There are several potential disadvantages to this structure as well. Notably, that exposure and proficiency are two separate entities. Having a certification in wilderness medicine does not make one proficient in it and certainly cannot take the place of a wilderness medicine fellowship or an IEM fellowship where the fellow focuses primarily on medicine in austere environments. By the general nature of these programs, fellows will spend disproportionately more time in one or two domains than the others.

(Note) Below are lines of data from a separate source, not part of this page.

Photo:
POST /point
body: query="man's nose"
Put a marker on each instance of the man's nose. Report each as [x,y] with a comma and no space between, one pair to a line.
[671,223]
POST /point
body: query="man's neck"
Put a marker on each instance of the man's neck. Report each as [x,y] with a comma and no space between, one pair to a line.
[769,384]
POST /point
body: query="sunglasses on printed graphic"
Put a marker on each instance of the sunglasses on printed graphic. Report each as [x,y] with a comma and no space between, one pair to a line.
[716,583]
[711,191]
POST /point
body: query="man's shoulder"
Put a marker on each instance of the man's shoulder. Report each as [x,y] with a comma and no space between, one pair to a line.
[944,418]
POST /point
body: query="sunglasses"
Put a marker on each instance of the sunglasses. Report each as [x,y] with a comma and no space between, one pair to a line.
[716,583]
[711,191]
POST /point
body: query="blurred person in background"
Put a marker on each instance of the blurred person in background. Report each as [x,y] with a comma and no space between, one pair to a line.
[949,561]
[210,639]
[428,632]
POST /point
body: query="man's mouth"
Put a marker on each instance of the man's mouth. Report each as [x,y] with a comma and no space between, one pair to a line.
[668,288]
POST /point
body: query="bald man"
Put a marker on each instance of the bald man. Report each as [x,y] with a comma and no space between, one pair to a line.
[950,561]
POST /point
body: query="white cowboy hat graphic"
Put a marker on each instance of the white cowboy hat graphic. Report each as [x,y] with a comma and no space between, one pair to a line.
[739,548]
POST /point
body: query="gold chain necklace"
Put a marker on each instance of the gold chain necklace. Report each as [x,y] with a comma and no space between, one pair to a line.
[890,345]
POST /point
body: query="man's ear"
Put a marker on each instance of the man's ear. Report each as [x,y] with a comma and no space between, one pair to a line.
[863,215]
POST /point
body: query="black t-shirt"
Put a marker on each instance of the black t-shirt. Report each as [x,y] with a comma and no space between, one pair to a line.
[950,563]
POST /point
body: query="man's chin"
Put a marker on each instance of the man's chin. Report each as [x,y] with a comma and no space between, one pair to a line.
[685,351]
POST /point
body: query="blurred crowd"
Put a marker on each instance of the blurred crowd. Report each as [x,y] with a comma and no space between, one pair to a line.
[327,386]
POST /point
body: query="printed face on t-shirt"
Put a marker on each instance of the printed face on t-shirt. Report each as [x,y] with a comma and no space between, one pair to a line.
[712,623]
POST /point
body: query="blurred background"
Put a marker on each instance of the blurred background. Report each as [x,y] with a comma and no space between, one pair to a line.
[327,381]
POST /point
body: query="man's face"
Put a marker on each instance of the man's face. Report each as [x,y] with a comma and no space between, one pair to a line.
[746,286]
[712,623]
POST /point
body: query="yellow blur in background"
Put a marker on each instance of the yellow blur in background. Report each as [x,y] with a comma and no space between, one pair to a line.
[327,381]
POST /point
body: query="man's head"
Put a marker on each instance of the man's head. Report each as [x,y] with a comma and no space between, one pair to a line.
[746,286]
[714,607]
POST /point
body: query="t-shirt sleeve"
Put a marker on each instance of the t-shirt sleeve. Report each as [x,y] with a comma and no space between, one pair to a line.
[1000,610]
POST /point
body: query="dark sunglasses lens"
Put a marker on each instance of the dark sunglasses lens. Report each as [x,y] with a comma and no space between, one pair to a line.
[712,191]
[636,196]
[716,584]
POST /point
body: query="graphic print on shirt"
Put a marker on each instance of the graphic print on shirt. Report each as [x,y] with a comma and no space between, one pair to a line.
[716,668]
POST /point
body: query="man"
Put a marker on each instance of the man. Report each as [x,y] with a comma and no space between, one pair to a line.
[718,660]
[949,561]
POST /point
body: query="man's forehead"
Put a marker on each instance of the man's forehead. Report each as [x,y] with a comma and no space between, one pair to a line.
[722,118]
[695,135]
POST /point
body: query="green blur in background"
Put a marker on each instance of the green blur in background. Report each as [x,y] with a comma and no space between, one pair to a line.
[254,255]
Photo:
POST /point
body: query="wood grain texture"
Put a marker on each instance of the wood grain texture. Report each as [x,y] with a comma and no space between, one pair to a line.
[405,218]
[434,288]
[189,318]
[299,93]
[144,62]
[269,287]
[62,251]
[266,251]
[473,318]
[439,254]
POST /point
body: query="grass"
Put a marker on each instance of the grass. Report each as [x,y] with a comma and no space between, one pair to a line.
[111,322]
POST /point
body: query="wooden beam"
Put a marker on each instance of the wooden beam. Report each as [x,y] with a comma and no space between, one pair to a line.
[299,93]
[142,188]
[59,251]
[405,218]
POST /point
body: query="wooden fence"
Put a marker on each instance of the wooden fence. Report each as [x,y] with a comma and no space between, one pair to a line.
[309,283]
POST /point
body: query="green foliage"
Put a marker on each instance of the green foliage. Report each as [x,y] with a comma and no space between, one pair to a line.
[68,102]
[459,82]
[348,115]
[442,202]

Using this example, developing a lecture site is much more time consuming and intense than a 3-day AWLS course.
Another issue with this structure is that equivalent experiences are not necessarily equivalent. A 3-day disaster medicine course cannot really be equivalent to a 3-week HELP course in terms of intensity or scope. This would have to be addressed by fellowship directors a priori. Fellowships could make their equivalent experiences more equivalent by deciding upon a time commitment or CME minima beforehand.
Also, many experiences do not neatly fit into only one category. A fellow traveling to post-earthquake Haiti could easily and correctly argue that their experience covered humanitarian relief, disaster medicine, and travel and field medicine domain requirements Fellowship directors would have to categorize experiences with fellows beforehand as being in one domain or another to avoid any discrepancies after the experience has been carried out.
There is also the potential disadvantage of decreased travel time while fellows carry out equivalent experiences. Fellows who have different academic interests than the authors may have a different experience.
The authors demonstrate the plausibility of a curriculum for an IEM fellowship that provides increased structure for fellows. The benefit of this structure compared to existing fellowships will have to be demonstrated through the implementation of this fellowship, graduation of fellows and comparing their experiences to fellows of other curricula. Despite the potential disadvantages of this structure, the authors contend that increased structure and exposure to more areas of IEM will lead to an increased translatability of the fellow’s skill set and is a positive option for fellowship structure.